The code has been tested on Python 3.6 and 3.12.

To run the code, you first need to install Anaconda, which can be downloaded from https://docs.anaconda.com/anaconda/install/

Once Anaconda is installed, you can open the anaconda and type the following commands in order:

1. now, you can create your conda environment, named "box2d-py"

`conda create -n box2d-py`

2. remember every time you activate the environment, before you use it.

`conda activate box2d-py`

3. once you activate the environment for the first time, you need to install the following packages.

`conda install conda-forge::box2d-py` (box2d-py (https://github.com/pybox2d/pybox2d). Fortunately, you can install it via Anaconda.)

`pip install pygame`

`pip install numpy`

`pip install vapory`

4. run the Python scripts one by one

`python linkage.py`

`python optimizer_anneal.py`

`python linkage_physics.py`

### About linkage_physics.py

To run linkage_physics.py, you need the 'best.pickle' file that contains the design from optimizer_anneal.py. That said, before you run optimizer_anneal.py, you do not have it yet.
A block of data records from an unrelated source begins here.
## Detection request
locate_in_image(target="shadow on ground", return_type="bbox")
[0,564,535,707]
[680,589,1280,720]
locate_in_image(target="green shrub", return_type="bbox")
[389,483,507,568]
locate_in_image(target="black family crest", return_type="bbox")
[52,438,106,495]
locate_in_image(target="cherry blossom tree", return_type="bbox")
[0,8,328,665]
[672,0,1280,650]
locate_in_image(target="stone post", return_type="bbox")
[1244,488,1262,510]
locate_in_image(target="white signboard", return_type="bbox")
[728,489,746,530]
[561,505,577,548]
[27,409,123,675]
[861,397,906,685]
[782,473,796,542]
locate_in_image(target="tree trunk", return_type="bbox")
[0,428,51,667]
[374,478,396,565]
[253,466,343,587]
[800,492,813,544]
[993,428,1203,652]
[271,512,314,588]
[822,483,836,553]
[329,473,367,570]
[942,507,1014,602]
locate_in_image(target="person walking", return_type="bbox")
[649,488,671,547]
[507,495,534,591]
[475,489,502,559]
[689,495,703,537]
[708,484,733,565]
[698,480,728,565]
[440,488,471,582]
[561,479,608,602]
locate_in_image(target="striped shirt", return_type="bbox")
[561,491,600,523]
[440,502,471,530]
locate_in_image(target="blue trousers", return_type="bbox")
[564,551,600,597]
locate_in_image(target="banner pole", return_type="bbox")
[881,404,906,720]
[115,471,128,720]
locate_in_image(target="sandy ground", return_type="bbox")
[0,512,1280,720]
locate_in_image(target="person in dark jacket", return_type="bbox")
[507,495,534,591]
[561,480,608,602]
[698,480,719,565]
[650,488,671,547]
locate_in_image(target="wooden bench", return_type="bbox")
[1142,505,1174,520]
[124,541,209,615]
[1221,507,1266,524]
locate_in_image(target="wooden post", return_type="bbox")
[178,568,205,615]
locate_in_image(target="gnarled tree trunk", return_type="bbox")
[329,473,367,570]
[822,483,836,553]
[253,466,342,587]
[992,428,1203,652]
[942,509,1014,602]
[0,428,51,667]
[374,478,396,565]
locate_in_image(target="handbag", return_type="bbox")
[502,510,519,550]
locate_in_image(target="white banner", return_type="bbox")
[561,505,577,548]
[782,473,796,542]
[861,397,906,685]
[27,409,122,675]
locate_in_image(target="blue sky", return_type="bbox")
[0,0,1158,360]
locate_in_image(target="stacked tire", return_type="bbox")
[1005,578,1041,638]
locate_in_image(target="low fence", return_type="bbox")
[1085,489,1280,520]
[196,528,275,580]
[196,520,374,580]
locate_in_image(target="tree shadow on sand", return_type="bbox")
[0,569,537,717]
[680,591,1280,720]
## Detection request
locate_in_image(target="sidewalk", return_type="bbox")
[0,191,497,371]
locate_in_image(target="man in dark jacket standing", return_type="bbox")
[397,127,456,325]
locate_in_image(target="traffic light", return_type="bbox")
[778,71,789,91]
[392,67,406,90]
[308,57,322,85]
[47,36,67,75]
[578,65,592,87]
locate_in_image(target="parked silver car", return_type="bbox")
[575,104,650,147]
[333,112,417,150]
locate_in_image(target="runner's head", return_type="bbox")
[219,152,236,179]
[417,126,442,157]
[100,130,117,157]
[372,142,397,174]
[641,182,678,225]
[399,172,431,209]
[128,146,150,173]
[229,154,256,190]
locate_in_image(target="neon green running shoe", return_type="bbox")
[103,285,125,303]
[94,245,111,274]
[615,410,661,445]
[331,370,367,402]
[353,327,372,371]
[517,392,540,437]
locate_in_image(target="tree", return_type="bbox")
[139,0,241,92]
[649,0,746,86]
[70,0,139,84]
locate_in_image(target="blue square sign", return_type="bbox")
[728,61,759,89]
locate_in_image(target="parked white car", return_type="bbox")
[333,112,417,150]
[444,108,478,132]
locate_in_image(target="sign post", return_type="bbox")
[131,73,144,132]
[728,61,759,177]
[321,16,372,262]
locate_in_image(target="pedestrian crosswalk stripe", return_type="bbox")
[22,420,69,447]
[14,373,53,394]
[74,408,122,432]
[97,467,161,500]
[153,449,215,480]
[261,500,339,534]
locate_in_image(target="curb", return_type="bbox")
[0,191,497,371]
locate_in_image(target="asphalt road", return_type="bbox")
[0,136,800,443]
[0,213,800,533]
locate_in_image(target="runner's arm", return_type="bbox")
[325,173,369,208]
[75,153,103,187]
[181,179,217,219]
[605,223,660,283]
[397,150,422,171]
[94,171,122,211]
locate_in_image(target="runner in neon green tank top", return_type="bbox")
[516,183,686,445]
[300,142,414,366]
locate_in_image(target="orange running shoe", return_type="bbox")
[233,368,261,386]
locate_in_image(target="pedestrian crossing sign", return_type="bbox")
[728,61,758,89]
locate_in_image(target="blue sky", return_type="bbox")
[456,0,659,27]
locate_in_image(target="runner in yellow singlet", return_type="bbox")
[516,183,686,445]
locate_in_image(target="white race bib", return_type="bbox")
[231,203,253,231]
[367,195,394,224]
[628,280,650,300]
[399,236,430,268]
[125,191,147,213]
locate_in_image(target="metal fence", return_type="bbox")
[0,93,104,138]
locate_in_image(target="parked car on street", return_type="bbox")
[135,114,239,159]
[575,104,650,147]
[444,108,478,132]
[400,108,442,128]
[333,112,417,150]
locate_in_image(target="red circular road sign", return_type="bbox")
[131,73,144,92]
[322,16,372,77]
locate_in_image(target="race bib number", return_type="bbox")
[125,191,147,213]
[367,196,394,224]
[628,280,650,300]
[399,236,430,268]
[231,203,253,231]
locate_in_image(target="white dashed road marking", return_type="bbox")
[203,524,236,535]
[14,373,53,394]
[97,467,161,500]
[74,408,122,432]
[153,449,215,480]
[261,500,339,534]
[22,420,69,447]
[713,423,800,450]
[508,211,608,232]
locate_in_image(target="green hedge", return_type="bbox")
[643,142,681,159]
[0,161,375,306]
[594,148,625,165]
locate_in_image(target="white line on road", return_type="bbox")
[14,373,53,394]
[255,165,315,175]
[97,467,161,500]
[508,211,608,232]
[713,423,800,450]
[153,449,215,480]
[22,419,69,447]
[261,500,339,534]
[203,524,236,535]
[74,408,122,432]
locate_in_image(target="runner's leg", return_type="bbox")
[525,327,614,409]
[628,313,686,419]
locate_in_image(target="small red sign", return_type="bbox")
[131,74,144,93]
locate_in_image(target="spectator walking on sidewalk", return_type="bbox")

If you want to simply test the linkage_physics.py, instead, you can replace

`robot=create_robot('best.pickle', sep=5.)`

with

`link=Linkage.createSimple()`

`robot=create_robot(link, sep=5.) `

Once you run linkage_physics.py, you can control the robots via

press 'SPACE' to turn on/off simulation

press 'RCTRL' to turn on/off robot motor


### Installing Povray on Windows

On windows, the default povray does not work. We need a special version of povray that is independently compiled called MegaPov.
I have included a version of this MegaPov in the project, i.e., the megapov.rar. To enable povray on windows, unzip this folder to any directory.
Let's say you have a povray.exe located in "C:\Users\Admin\AppData\Roaming\POV-Ray\bin".
After this step, you need to add this to your system path as follows:
![alt text](https://github.com/dyingbrain/RoboCoOpt/blob/main/sys.png)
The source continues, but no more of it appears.